At Compound Capital no stone gets left unturned. We take responsible investing very seriously. Our portfolio managers regularly engage with businesses to hold them to account and ensure they are making measurable strides towards ethics and sustainability.
Ethical investment usually refers to negative or exclusionary screening of companies engaged in activities deemed unethical by the investor or that are contrary to certain international declarations, conventions and voluntary agreements. To name a few, typical exclusions are alcohol, tobacco, weapons, nuclear power, and gross violations of human rights, or companies doing business in or with a particular country.
Socially responsible investment (SRI) refers to approaches that apply social criteria and environmental criteria in evaluating companies. Nowadays, socially responsible investors are going one step further. Apart from the aspects mentioned above, they choose to factor in whether a particular investment positively impacts society. Identifying which ventures to put their hard-earned money into can be difficult for potential investors. It is why such investors consider factors such as diversification, dividends, rate of return, inflation, taxes, and risks.
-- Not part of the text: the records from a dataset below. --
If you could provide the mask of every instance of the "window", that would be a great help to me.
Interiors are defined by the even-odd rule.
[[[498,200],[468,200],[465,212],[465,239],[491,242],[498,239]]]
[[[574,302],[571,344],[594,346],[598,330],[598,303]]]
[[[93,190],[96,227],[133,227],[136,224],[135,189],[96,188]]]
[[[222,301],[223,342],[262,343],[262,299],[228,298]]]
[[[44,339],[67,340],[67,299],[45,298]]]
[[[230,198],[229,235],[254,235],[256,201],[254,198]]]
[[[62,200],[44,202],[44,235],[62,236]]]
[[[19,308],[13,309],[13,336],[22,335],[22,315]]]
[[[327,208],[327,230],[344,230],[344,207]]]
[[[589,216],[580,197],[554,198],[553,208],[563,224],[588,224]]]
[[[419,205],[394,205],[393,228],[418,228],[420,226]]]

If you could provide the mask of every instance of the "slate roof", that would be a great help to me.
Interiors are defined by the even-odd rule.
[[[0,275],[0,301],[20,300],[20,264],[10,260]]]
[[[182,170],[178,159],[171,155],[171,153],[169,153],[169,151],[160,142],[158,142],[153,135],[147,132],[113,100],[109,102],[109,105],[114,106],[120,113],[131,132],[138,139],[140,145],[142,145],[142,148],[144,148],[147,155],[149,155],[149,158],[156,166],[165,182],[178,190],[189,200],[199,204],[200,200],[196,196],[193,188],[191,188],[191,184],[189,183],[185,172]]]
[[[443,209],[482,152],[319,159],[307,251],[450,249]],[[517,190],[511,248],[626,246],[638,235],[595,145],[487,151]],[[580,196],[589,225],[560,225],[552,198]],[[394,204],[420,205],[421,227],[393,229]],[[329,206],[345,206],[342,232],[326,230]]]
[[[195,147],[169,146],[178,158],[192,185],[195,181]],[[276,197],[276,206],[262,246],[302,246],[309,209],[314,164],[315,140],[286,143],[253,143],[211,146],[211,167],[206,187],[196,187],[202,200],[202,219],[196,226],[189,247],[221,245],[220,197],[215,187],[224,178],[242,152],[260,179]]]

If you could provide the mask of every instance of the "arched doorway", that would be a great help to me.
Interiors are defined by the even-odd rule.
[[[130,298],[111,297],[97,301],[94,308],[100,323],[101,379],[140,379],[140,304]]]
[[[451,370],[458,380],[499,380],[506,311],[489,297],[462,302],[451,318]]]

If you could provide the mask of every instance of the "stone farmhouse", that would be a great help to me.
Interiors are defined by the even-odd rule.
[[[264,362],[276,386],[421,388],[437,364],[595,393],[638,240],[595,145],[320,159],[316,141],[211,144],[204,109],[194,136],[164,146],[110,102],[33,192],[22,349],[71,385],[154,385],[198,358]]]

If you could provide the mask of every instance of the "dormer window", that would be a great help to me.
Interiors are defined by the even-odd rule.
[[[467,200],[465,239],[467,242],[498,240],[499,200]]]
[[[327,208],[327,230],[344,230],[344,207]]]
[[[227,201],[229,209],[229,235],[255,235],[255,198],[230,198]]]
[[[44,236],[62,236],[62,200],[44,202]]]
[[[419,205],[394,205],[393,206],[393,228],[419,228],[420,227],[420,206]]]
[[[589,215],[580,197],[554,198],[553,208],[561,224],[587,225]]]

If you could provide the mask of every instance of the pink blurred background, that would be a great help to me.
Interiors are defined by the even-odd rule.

Sustainable investment refers to portfolio composition based on the selection of assets that can be defined in some way as being sustainable or possible to continue into the long-term future. Sustainable investment can also be interpreted as an uncompromising strategy that screens out assets considered to be inimical to long-term environmental and social sustainability. Examples include the majority of fossil energy based industries including tar sands and coal, too-big-to-fail financial institutions, and major investment banks.
Responsible investing can include a number of approaches to investing, including screening and ESG integration. Best in class (ESG) investment refers to the composition of portfolios by the active selection of only those companies that meet a defined ranking hurdle established by environmental, social and governance criteria. Qualified companies will be those put forward to a best in class ESG portfolio consisting of companies that meet both an ESG screen and a financial screen, generally undertaken by different teams of analysts using their own information and tools.
Thematic investment refers to the investment strategy of selecting companies that can be classified as falling under a particular investment theme. Examples of themes are water distribution, agriculture, low carbon energy, pollution-control technology, health care, climate change and information technology. In thematic investing, we use all our skill, experience and resources to seek out the companies that will be the biggest winners from these themes. By actively seeking out the themes redefining our world, we aim to put our clients on a path to stronger returns.
Green investing seeks to support business practices that have a favorable impact on the natural environment. Often grouped with socially responsible investing (SRI) or environmental, social, and governance (ESG) criteria, green investments focus on companies or projects committed to the conservation of natural resources, pollution reduction, or other environmentally conscious business practices. Green investments may fit under the umbrella of SRI but are more specific.